Character String Processing Facilities

Allows for fast, correct, consistent, portable, as well as convenient character string/text processing in every locale and any native encoding. Owing to the use of the ICU library, the package provides R users with platform-independent functions known to Java, Perl, Python, PHP, and Ruby programmers. Available features include: pattern searching (e.g., with ICU Java-like regular expressions or the Unicode Collation Algorithm), random string generation, case mapping, string transliteration, concatenation, Unicode normalization, date-time formatting and parsing, etc.


News

               stringi package NEWS and CHANGELOG

===============================================================================

  • [REGEX] #147: regex look-behind assertions may fail to find a multibyte Unicode search pattern [solved in ICU4C 57m1, see http://bugs.icu-project.org/trac/ticket/11554]

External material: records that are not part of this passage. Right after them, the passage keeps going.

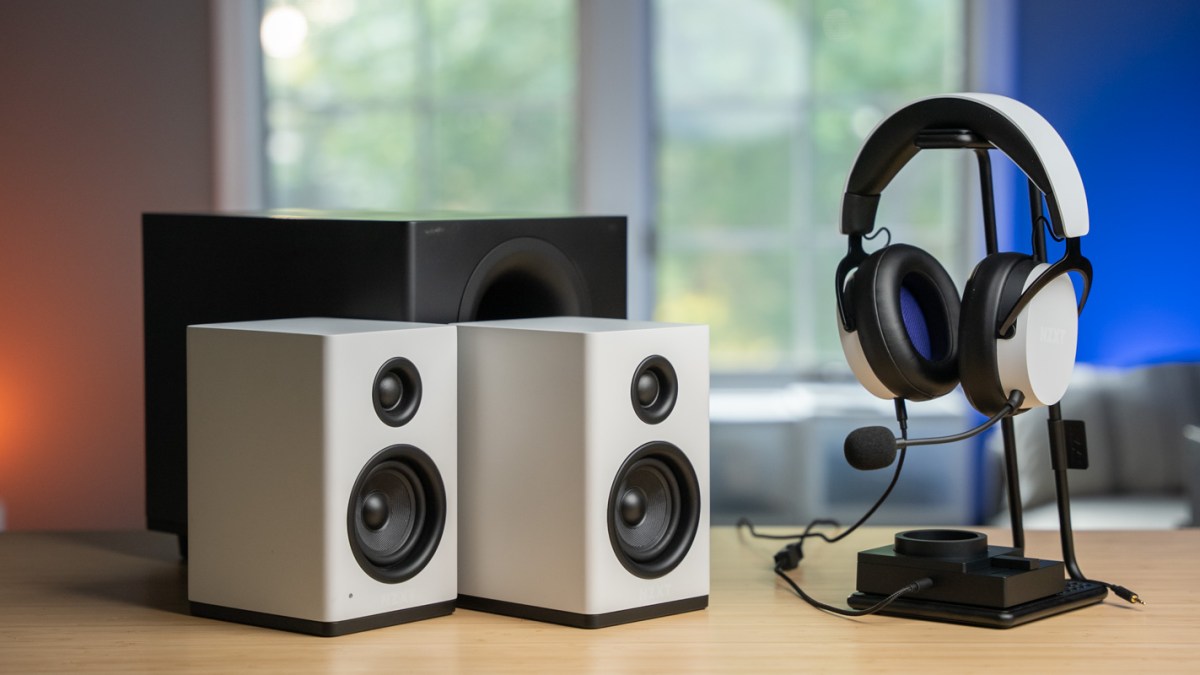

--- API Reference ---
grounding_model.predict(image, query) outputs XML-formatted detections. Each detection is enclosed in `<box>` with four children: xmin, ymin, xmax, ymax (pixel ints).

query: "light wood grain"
<box><xmin>0</xmin><ymin>528</ymin><xmax>1200</xmax><ymax>673</ymax></box>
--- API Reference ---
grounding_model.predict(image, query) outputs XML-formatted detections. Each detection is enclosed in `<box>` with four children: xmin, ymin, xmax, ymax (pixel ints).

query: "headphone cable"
<box><xmin>737</xmin><ymin>399</ymin><xmax>934</xmax><ymax>616</ymax></box>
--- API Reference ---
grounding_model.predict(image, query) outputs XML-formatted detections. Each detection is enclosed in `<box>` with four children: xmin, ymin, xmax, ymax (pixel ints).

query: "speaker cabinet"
<box><xmin>458</xmin><ymin>317</ymin><xmax>709</xmax><ymax>628</ymax></box>
<box><xmin>142</xmin><ymin>211</ymin><xmax>625</xmax><ymax>552</ymax></box>
<box><xmin>187</xmin><ymin>318</ymin><xmax>458</xmax><ymax>637</ymax></box>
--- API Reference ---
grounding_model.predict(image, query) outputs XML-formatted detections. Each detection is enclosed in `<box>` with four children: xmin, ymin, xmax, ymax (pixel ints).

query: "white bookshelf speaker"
<box><xmin>458</xmin><ymin>317</ymin><xmax>709</xmax><ymax>628</ymax></box>
<box><xmin>187</xmin><ymin>318</ymin><xmax>458</xmax><ymax>637</ymax></box>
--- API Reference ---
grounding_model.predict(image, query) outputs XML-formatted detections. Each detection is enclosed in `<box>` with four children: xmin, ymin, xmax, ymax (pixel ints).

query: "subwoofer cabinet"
<box><xmin>187</xmin><ymin>318</ymin><xmax>458</xmax><ymax>637</ymax></box>
<box><xmin>142</xmin><ymin>210</ymin><xmax>626</xmax><ymax>555</ymax></box>
<box><xmin>458</xmin><ymin>317</ymin><xmax>709</xmax><ymax>628</ymax></box>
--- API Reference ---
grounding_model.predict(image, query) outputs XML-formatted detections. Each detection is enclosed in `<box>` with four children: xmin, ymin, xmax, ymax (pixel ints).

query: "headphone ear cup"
<box><xmin>848</xmin><ymin>244</ymin><xmax>959</xmax><ymax>401</ymax></box>
<box><xmin>959</xmin><ymin>252</ymin><xmax>1038</xmax><ymax>416</ymax></box>
<box><xmin>959</xmin><ymin>253</ymin><xmax>1079</xmax><ymax>416</ymax></box>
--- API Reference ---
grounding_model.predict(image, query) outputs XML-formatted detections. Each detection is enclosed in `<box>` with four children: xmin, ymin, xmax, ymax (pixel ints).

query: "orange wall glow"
<box><xmin>0</xmin><ymin>0</ymin><xmax>212</xmax><ymax>530</ymax></box>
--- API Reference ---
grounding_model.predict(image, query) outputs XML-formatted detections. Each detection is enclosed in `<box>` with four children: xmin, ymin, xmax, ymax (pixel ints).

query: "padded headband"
<box><xmin>841</xmin><ymin>94</ymin><xmax>1088</xmax><ymax>238</ymax></box>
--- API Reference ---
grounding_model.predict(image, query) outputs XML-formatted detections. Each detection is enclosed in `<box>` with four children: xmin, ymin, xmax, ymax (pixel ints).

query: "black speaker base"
<box><xmin>846</xmin><ymin>581</ymin><xmax>1109</xmax><ymax>628</ymax></box>
<box><xmin>458</xmin><ymin>596</ymin><xmax>708</xmax><ymax>628</ymax></box>
<box><xmin>188</xmin><ymin>601</ymin><xmax>455</xmax><ymax>638</ymax></box>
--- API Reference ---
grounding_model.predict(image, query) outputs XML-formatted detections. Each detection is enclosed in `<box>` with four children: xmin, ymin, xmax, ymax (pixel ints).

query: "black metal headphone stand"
<box><xmin>847</xmin><ymin>148</ymin><xmax>1108</xmax><ymax>628</ymax></box>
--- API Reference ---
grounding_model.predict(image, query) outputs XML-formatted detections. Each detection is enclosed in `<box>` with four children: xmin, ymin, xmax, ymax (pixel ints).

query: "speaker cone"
<box><xmin>608</xmin><ymin>441</ymin><xmax>701</xmax><ymax>579</ymax></box>
<box><xmin>371</xmin><ymin>357</ymin><xmax>421</xmax><ymax>426</ymax></box>
<box><xmin>347</xmin><ymin>446</ymin><xmax>446</xmax><ymax>583</ymax></box>
<box><xmin>630</xmin><ymin>356</ymin><xmax>679</xmax><ymax>424</ymax></box>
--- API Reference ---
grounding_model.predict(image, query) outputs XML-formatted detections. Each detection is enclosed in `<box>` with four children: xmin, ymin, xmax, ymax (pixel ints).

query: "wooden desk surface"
<box><xmin>0</xmin><ymin>527</ymin><xmax>1200</xmax><ymax>673</ymax></box>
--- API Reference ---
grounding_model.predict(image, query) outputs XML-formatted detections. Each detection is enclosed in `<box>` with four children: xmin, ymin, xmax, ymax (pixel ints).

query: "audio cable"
<box><xmin>737</xmin><ymin>399</ymin><xmax>934</xmax><ymax>616</ymax></box>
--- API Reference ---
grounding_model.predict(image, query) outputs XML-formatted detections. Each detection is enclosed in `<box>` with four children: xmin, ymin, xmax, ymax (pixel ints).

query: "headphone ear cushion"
<box><xmin>959</xmin><ymin>252</ymin><xmax>1038</xmax><ymax>416</ymax></box>
<box><xmin>850</xmin><ymin>244</ymin><xmax>959</xmax><ymax>401</ymax></box>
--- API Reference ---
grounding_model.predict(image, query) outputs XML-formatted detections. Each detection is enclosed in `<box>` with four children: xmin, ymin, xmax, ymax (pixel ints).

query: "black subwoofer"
<box><xmin>142</xmin><ymin>210</ymin><xmax>626</xmax><ymax>551</ymax></box>
<box><xmin>608</xmin><ymin>442</ymin><xmax>701</xmax><ymax>579</ymax></box>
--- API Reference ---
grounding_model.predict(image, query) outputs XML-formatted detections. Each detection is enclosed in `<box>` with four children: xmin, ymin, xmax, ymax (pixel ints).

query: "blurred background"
<box><xmin>0</xmin><ymin>0</ymin><xmax>1200</xmax><ymax>530</ymax></box>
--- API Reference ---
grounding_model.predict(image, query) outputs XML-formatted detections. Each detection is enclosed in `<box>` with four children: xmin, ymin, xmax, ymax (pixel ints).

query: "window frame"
<box><xmin>210</xmin><ymin>0</ymin><xmax>1024</xmax><ymax>386</ymax></box>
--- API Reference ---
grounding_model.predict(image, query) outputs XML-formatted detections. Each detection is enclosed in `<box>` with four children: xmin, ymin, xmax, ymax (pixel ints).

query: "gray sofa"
<box><xmin>988</xmin><ymin>363</ymin><xmax>1200</xmax><ymax>530</ymax></box>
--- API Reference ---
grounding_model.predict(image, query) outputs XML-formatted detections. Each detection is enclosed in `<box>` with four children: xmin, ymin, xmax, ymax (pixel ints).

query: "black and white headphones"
<box><xmin>835</xmin><ymin>94</ymin><xmax>1091</xmax><ymax>416</ymax></box>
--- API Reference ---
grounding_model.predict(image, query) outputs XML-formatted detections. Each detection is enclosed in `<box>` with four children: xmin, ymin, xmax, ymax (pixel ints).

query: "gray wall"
<box><xmin>0</xmin><ymin>0</ymin><xmax>212</xmax><ymax>530</ymax></box>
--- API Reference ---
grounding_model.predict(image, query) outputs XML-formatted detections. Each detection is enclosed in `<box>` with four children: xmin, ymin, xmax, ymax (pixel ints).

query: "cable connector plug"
<box><xmin>1109</xmin><ymin>584</ymin><xmax>1146</xmax><ymax>604</ymax></box>
<box><xmin>775</xmin><ymin>542</ymin><xmax>804</xmax><ymax>572</ymax></box>
<box><xmin>904</xmin><ymin>577</ymin><xmax>934</xmax><ymax>595</ymax></box>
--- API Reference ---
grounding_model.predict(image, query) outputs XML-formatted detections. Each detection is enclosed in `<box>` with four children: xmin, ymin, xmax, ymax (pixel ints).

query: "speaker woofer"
<box><xmin>608</xmin><ymin>441</ymin><xmax>701</xmax><ymax>579</ymax></box>
<box><xmin>371</xmin><ymin>357</ymin><xmax>421</xmax><ymax>426</ymax></box>
<box><xmin>347</xmin><ymin>446</ymin><xmax>446</xmax><ymax>584</ymax></box>
<box><xmin>629</xmin><ymin>356</ymin><xmax>679</xmax><ymax>424</ymax></box>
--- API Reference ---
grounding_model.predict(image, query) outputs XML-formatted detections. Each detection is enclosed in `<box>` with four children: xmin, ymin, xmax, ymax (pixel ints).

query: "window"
<box><xmin>262</xmin><ymin>0</ymin><xmax>973</xmax><ymax>375</ymax></box>
<box><xmin>654</xmin><ymin>0</ymin><xmax>966</xmax><ymax>372</ymax></box>
<box><xmin>262</xmin><ymin>0</ymin><xmax>575</xmax><ymax>213</ymax></box>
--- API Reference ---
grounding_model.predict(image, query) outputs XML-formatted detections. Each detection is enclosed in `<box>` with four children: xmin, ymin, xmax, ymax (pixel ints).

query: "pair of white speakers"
<box><xmin>187</xmin><ymin>317</ymin><xmax>709</xmax><ymax>635</ymax></box>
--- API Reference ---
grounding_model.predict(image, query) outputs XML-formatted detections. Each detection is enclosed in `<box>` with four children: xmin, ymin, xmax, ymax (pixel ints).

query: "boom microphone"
<box><xmin>842</xmin><ymin>390</ymin><xmax>1025</xmax><ymax>471</ymax></box>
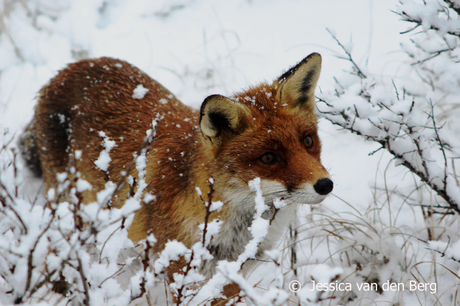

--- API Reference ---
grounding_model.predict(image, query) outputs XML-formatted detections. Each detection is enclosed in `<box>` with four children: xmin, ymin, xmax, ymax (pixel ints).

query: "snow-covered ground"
<box><xmin>0</xmin><ymin>0</ymin><xmax>459</xmax><ymax>305</ymax></box>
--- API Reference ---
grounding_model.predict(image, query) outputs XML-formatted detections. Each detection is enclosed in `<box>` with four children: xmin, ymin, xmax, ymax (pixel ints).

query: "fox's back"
<box><xmin>36</xmin><ymin>58</ymin><xmax>198</xmax><ymax>195</ymax></box>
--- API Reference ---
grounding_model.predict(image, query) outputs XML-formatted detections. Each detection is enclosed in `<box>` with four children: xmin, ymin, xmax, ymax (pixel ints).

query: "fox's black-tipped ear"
<box><xmin>200</xmin><ymin>95</ymin><xmax>250</xmax><ymax>139</ymax></box>
<box><xmin>275</xmin><ymin>53</ymin><xmax>321</xmax><ymax>109</ymax></box>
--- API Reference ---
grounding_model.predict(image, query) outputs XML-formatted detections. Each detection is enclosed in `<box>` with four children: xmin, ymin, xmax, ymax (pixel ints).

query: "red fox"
<box><xmin>21</xmin><ymin>53</ymin><xmax>333</xmax><ymax>302</ymax></box>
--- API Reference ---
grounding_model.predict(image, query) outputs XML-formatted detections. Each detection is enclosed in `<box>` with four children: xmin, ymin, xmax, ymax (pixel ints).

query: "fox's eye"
<box><xmin>303</xmin><ymin>135</ymin><xmax>315</xmax><ymax>149</ymax></box>
<box><xmin>259</xmin><ymin>152</ymin><xmax>279</xmax><ymax>165</ymax></box>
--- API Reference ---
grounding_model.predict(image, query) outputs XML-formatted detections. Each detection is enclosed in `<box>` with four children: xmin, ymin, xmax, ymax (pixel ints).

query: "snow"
<box><xmin>94</xmin><ymin>131</ymin><xmax>115</xmax><ymax>171</ymax></box>
<box><xmin>133</xmin><ymin>84</ymin><xmax>149</xmax><ymax>100</ymax></box>
<box><xmin>0</xmin><ymin>0</ymin><xmax>460</xmax><ymax>305</ymax></box>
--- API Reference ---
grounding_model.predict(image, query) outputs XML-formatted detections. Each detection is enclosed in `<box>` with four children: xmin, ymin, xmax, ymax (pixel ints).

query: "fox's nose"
<box><xmin>313</xmin><ymin>178</ymin><xmax>334</xmax><ymax>195</ymax></box>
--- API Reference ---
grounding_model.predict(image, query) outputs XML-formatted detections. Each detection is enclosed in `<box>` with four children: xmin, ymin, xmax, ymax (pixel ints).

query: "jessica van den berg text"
<box><xmin>311</xmin><ymin>280</ymin><xmax>437</xmax><ymax>294</ymax></box>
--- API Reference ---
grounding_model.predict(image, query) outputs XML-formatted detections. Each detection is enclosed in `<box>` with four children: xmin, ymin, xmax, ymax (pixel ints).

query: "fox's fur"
<box><xmin>22</xmin><ymin>53</ymin><xmax>332</xmax><ymax>302</ymax></box>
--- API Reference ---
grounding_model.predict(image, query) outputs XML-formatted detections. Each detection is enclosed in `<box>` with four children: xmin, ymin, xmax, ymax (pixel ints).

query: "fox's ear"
<box><xmin>275</xmin><ymin>53</ymin><xmax>321</xmax><ymax>109</ymax></box>
<box><xmin>200</xmin><ymin>95</ymin><xmax>250</xmax><ymax>140</ymax></box>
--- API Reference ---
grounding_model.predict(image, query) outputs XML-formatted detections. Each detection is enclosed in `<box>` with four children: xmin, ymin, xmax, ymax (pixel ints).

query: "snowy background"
<box><xmin>0</xmin><ymin>0</ymin><xmax>460</xmax><ymax>305</ymax></box>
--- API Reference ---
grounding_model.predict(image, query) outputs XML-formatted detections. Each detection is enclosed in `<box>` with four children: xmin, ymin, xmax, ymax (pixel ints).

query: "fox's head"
<box><xmin>200</xmin><ymin>53</ymin><xmax>333</xmax><ymax>204</ymax></box>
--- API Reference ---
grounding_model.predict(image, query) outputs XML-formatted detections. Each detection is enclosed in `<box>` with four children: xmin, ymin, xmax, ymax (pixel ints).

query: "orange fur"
<box><xmin>23</xmin><ymin>54</ymin><xmax>332</xmax><ymax>304</ymax></box>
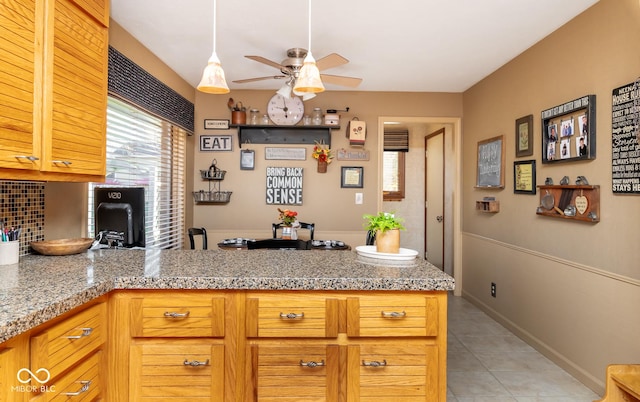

  • [BUGFIX] round(), snprintf() is not C++98

  • [BUGFIX] #214: allow a regex pattern like .* to match an empty string.

  • [BUGFIX] #210: stri_replace_all_fixed(c("1", "NULL"), "NULL", NA) now results in c("1", NA).

  • [NEW FEATURE] #199: stri_sub<- now allows for ignoring NA locations (a new omit_na argument added).

  • [NEW FEATURE] #207: stri_sub<- now allows for substring insertions (via length=0).

  • [NEW FUNCTION] #124: stri_subset<- functions added.

  • [NEW FEATURE] #216: stri_detect, stri_subset, stri_subset<- gained a negate argument.

  • [NEW FUNCTION] #175: stri_join_list concatenates all strings in a list of character vectors. Useful with, e.g., stri_extract_all_regex, stri_extract_all_words etc.


  • [GENERAL] #88: C API is now available for use in, e.g., Rcpp packages, see https://github.com/gagolews/ExampleRcppStringi for an example.

  • [BUGFIX] #183: Floating point exception raised in stri_sub() and stri_sub<-() when to or length was a zero-length numeric vector.

  • [BUGFIX] #180: stri_c() warned incorrectly (recycling rule) when using more than 2 elements.


  • [BACKWARD INCOMPATIBILITY] stri_install_check() and stri_install_icudt() are now deprecated. From now on they are supposed to be used only by the stringi installer.

  • [BUGFIX] #176: a patch for sys/feature_tests.h no longer included (the original file was copyrighted by Sun Microsystems); fixed the Compiler or options invalid for pre-UNIX 03 X/Open applications and pre-2001 POSIX applications error by forcing (conditionally) _XPG6 conformance.

  • [BUGFIX] #174: stri_paste() did not generate any warning when the recycling rule is violated and sep=="".

  • [BUGFIX] #170: icu::setDataDirectory no longer called if our ICU source bundle is not used (this used to cause build problems on openSUSE).

  • [BUILD TIME] #169: ./configure now tries to switch to the "standard" C++ compiler if a C++11 one is not properly configured.

  • [BUILD TIME] configure.win (Biarch: TRUE) now mimics autoconf's AC_SUBST and AC_CONFIG_FILES so that the build process is now more similar across different platforms.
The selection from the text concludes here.